In these and other stories I learned how pervasive faulty biological explanations (and often excuses) are for people in diverse parts of the world, and how important it is that we examine the biological language we use so incautiously to describe and understand men and women. 

And don’t just think it’s people who are less formally educated: An introductory lecture on sexual selection in biology at my university starts with rams fighting and peacocks primping and ends with football players and cheerleaders, as if all animal sexuality were similarly gendered and unvarying.

Q: What do you see looking ahead when it comes to research and discussions about masculinity?

A: #MeToo has been catalytic and transformative. But as long as we think, “Well, they shouldn’t do it, and must be stopped, but they are male, after all,” we’re in trouble. 

Around the world the question I’ve gotten more than any other in the last few years is how so many tens of millions of women could vote for Trump. I believe that many did so not despite but because they think, like it or not, that’s what more men would do to women if they thought they could get away with it.

Until we change our core thinking and language about men, maleness, and masculinity and demand change of men rather than begrudging acquiescence, we will not move forward. 

Resisting the pull to overexplain male thinking and behavior by reference to hormones and genes, evolution and heredity, will help a lot. When the expression boys will be boys is used to explain why little Johnny or Billy cleaned up their rooms, maybe we’ll have made some progress.

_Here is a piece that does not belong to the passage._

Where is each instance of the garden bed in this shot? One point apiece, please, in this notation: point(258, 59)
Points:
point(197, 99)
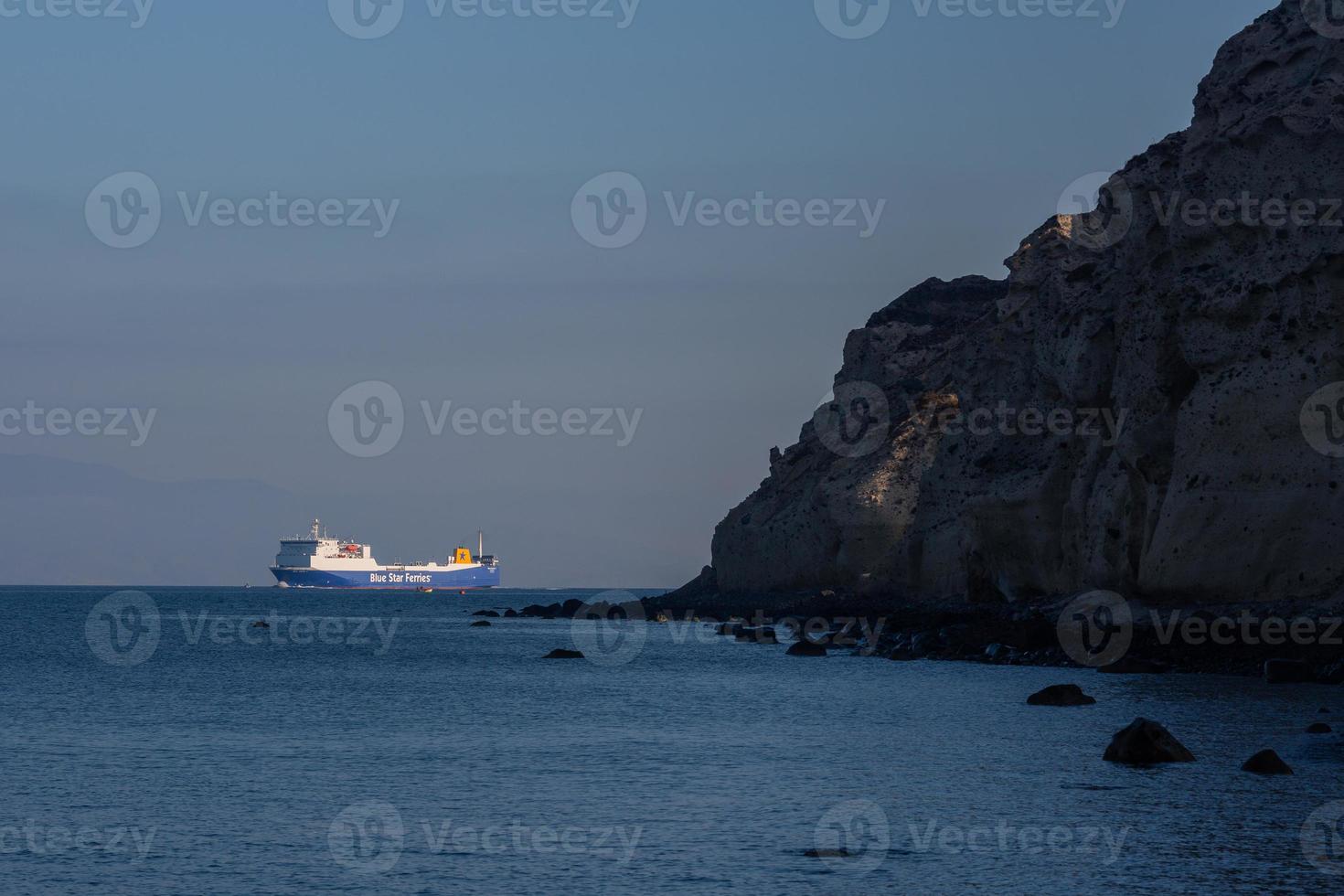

Q: What are you working on now?

A: I’ve just begun working on a new project about masculinity and health focused on men and suicide. It’s a remarkably significant cause of death for men worldwide, but the vast majority of academic studies in the last 20 years have come from psychiatry and psychology and focused on issues of individual depression and mental health more generally.  

Yet there are clear social factors that deserve more attention. Why do three or four times more men than women commit suicide, but more women attempt suicide? Why is one of the groups with the highest incidence of suicide in the United States older, white, middle class men. Why are do certain ethnic groups have lower suicide rates? 

These are pressing questions for public health, social inequality, and masculinity.

Q: Anything else we should know?

A: It’s important to emphasize that exaggerated emphasis on biology to explain maleness is not just something that people who are more conservative politically or less well read entertain. Biobabble ideas about men and masculinity permeate all our thinking, and we all need to pay more attention to our language and explanations. 

Years ago the famous French philosopher Simone de Beauvoir insisted that women’s biology was not their destiny. We need a similar understanding that men’s biology is not their destiny either.